Doing Data Science is difficult. Projects are very dynamic with requirements that evolve as data understanding grows. A wide variety of data arrives piecemeal, is added to, replaced, and contains flaws. Teams have mixed skill sets, use a variety of tooling, and are constrained by technology and time.Despite these disruptions, a Data Science team must quickly demonstrate value with traceable, tested work products.
This is when your team’s operating model is put to the test. This is when you need Guerrilla Analytics.
What is Guerrilla Analytics?
Guerrilla Analytics is a proven methodology for doing fast-paced Data Science. The book “Guerrilla Analytics: A Practical Approach to Working with Data” will teach you:
- The Guerrilla Analytics Principles: 7 straightforward guidelines for maintaining data provenance across the entire Data Science life cycle.

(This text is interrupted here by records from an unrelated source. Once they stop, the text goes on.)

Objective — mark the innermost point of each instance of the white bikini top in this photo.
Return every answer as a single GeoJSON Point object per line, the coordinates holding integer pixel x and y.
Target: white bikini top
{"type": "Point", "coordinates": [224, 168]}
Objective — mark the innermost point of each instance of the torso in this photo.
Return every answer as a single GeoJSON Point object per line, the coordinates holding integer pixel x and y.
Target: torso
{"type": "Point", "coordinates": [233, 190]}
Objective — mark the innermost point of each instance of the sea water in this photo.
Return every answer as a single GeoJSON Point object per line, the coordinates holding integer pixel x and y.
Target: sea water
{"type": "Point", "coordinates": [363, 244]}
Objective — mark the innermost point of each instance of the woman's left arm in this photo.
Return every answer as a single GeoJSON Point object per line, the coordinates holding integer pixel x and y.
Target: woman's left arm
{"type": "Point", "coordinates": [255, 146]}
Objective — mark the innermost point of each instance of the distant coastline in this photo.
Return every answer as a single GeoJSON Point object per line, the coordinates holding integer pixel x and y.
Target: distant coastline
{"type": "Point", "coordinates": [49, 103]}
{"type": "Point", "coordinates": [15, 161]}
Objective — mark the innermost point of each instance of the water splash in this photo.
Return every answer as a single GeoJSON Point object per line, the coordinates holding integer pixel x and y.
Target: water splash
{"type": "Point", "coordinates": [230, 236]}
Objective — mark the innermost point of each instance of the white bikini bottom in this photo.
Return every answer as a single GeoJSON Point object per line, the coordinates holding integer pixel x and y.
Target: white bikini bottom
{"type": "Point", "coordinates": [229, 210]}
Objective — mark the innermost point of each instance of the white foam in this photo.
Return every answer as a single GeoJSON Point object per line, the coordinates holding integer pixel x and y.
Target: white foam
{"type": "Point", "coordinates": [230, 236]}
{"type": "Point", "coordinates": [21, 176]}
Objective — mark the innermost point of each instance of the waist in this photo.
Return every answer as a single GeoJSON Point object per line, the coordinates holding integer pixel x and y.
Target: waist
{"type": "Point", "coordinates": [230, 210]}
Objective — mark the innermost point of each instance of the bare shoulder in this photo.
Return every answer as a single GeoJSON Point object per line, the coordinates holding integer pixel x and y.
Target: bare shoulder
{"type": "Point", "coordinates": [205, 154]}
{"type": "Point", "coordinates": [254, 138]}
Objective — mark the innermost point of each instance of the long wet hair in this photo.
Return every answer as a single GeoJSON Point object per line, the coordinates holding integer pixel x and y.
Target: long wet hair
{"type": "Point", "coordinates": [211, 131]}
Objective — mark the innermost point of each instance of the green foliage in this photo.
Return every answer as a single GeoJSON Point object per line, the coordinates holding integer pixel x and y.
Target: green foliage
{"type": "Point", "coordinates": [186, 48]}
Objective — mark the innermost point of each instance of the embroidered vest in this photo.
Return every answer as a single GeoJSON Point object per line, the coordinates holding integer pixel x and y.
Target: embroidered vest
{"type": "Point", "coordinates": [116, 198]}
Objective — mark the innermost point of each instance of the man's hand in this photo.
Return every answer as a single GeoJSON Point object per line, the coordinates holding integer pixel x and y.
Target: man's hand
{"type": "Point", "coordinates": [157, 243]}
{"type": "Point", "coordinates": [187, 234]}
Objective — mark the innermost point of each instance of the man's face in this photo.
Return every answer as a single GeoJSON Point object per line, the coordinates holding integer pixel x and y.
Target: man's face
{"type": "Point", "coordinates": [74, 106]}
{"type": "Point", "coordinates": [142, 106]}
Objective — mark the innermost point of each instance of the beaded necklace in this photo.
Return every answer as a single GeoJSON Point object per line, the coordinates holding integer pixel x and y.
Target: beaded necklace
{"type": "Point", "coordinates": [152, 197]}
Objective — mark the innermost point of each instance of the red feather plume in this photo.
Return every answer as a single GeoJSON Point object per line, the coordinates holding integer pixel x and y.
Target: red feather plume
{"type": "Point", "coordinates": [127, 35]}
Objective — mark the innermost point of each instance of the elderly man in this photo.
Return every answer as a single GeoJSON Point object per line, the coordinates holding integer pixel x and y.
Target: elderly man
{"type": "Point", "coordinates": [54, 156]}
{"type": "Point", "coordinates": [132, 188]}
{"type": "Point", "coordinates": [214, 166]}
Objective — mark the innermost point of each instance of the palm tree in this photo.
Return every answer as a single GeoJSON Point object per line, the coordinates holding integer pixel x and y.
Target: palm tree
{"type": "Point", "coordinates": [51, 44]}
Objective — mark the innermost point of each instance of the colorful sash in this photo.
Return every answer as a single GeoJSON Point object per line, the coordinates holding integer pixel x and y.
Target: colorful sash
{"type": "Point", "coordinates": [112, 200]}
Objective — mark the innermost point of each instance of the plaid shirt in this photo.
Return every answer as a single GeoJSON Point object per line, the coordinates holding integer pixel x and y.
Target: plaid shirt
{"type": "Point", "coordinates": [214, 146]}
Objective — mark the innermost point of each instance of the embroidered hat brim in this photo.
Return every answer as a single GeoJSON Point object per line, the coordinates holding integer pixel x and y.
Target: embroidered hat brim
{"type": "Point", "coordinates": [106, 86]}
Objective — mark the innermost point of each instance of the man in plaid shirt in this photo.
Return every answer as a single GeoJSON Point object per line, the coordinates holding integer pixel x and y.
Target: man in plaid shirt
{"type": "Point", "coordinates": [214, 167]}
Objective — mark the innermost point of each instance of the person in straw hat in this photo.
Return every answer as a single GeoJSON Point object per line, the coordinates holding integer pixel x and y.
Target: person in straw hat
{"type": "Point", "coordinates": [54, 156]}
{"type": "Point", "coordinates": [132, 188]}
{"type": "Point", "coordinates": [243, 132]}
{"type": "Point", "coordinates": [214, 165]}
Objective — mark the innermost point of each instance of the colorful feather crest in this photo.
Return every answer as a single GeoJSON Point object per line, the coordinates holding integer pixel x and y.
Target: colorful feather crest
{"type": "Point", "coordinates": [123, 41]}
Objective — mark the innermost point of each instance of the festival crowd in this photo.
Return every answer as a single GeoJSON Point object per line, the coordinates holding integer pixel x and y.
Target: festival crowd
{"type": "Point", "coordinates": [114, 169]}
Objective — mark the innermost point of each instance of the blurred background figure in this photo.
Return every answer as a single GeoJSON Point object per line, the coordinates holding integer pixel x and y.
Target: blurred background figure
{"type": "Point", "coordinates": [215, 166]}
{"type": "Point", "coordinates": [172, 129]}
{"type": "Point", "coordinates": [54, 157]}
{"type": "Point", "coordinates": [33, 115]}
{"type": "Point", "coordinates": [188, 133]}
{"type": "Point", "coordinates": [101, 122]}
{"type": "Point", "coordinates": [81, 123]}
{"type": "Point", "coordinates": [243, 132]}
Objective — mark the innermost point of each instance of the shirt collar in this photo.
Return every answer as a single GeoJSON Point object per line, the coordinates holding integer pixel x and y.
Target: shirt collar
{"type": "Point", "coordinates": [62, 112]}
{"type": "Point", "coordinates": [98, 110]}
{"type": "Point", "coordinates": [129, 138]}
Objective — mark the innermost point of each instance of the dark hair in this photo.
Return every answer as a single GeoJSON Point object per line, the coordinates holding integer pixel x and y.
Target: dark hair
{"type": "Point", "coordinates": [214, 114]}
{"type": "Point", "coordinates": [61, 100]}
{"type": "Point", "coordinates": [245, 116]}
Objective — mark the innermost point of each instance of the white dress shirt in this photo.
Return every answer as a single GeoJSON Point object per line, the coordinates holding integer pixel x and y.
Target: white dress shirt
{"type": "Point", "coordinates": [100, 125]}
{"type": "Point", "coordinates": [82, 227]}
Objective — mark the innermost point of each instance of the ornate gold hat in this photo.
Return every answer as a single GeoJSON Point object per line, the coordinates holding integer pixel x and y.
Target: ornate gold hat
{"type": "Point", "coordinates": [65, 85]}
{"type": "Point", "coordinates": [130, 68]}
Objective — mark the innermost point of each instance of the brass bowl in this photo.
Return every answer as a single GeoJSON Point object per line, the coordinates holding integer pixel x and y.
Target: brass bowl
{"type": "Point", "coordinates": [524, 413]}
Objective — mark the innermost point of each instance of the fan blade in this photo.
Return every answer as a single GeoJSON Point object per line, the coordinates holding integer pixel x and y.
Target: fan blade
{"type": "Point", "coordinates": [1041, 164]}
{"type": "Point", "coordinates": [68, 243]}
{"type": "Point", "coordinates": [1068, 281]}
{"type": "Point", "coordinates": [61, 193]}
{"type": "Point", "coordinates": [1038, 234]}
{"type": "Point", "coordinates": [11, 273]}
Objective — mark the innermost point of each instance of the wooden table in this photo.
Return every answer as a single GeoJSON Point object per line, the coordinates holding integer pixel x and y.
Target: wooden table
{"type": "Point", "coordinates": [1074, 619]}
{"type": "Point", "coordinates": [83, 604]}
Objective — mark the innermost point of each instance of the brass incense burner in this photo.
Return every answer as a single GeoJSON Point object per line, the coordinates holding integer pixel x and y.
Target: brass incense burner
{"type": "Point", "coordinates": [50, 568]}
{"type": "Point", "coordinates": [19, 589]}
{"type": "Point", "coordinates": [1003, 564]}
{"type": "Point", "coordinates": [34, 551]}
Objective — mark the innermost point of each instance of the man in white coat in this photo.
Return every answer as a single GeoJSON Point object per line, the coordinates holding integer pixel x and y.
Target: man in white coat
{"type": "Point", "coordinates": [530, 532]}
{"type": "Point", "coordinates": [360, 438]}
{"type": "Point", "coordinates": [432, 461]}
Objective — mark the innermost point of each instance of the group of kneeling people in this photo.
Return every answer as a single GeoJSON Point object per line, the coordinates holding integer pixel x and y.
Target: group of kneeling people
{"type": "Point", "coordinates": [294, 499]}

- Almost 100 best practice tips: how to deliver Data Science that is reproducible, testable and stands up to scrutiny, despite the disruptions and dynamics of a typical Data Science project.
- Building capability: how to set up a Data Science team’s operating model to embrace the reality of data science projects.
Where is Guerrilla Analytics used?
Guerrilla Analytics methods have been successfully used to manage agile teams delivering complex data science projects at pace. Guerrilla Analytics is used in:
- several global banking audit functions
- Big 4 consultancies
- US government
- large UK retailers
The methods have stood the test of fast paced and dynamic Data Science while producing results ready for demanding and high profile stakeholders including international bodies, state regulators and governments.